As we moved down the menu, the last two items we chose were the Kalguksus (hand cut noodles). John makes and hand cuts all the noodles himself and they are absolutely fantastic. I love handmade noodles and these two bowls did not disappoint. The mussel/seafood option luckily does not contain shrimp so I was able to have some and at first blush, I thought it was a little bland, but a sauce is provided for you, so you can mix it in to your tastes. Once I added the sauce, I found it much more flavourful. But if I had to only choose one of the kalguksu, I would go for the DwenJang (Korean bean paste and Pork). The DwenJang had a greater depth of flavour and more umami in my opinion – I just found it more complex and perhaps with the weird weather, a more comforting dish.
We were pretty much stuffed to the max when John suggested we try a Melona Cider… a Melona what? For those that are unfamiliar with Melona – it is a ice cream bar that tastes like melon and a Melona Cider is essentially an ice cream float. It was so good that I have been recommending it to all my friends!

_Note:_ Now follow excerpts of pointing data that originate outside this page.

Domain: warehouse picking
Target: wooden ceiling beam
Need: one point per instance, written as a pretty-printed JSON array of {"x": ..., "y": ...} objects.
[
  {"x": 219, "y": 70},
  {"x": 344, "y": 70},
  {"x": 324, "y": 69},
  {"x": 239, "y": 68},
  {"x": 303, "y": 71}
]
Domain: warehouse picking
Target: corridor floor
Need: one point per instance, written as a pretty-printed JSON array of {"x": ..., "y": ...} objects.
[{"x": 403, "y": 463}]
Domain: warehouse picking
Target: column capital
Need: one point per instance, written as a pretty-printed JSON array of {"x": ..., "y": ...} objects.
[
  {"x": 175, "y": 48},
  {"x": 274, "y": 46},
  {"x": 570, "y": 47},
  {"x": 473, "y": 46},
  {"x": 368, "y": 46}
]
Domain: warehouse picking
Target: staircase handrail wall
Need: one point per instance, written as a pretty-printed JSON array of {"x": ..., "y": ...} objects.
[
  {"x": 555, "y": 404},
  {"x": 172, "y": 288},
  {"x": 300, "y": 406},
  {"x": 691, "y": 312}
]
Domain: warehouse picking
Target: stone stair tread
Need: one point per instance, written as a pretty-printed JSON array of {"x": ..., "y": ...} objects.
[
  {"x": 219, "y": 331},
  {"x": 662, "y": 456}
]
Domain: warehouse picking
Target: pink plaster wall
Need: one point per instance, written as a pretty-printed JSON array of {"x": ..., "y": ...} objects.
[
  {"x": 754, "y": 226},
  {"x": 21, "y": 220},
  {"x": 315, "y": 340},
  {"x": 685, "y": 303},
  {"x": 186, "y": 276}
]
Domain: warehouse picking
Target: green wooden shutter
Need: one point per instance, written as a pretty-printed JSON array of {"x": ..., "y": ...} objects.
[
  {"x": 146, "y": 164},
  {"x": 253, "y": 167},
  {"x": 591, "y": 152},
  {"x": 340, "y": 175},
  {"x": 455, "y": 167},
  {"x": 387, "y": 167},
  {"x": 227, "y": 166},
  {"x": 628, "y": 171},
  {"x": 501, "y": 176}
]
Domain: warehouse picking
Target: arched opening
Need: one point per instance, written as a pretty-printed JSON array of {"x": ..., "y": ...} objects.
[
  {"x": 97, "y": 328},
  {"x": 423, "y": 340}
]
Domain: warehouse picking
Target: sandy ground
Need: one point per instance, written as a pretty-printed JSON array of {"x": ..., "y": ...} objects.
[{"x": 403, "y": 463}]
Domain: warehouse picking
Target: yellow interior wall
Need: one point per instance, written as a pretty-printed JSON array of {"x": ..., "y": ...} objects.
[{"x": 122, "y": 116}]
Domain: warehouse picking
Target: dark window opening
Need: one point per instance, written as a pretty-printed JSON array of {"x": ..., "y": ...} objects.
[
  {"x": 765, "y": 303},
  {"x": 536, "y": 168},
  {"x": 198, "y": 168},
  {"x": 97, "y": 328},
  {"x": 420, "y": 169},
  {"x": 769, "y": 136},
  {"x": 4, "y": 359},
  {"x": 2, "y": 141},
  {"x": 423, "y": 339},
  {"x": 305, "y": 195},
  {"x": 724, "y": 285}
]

Overall, I would say that NongBu is a fantastic addition to Edmonton’s culinary landscape as it showcases different types of Korean dishes that aren’t quite as common here. There is a lot of work that goes into these dishes and you can sense that they don’t cut corners and hold themselves up to high standards, which I appreciate a lot. NongBu currently sits at the top of my favorite Korean restaurants list and I am looking forward to seeing what else they have in store!
So What Would Argenplath Pay?
At the end of the day, our table of 6 paid around $184 for our meal pre-tip and I think after tip my portion came out to about $38. I think this is incredibly reasonable considering there was alcohol involved as well as 9 dishes off the menu. You can see the breakdown below of the prices of what we ordered, although I do believe NongBu has done a little bit of adjusting since I was there. Most items are about the same price but a few have gone up/down.
- Milkis – $3.50
- Soju – $16.00
- Maehwasu – $16.00
- Fried DdukBbokki (x2) – $17.00
- Gemma Roll – $8.50
- Seafood Pa-Jeon – $8.50
- Bindaedduk – $8.50
- Bo Ssam – $32.00
- DdukGalbi Ssam – $32.00
- Mussel Kalguksu – $14.00
- Dwenjang Kalguksu – $12.00
- Cider – $3.50
- Melona – $3.50
- Total: $175 + GST = 183.75
As a follow up – I did have dinner at NongBu over the long weekend with a few friends and the food is still phenomenal and for 4 of us (without alcohol), it came out to $85 after tax and tip ($21/person). So you can get away with a filling dinner for a decent price!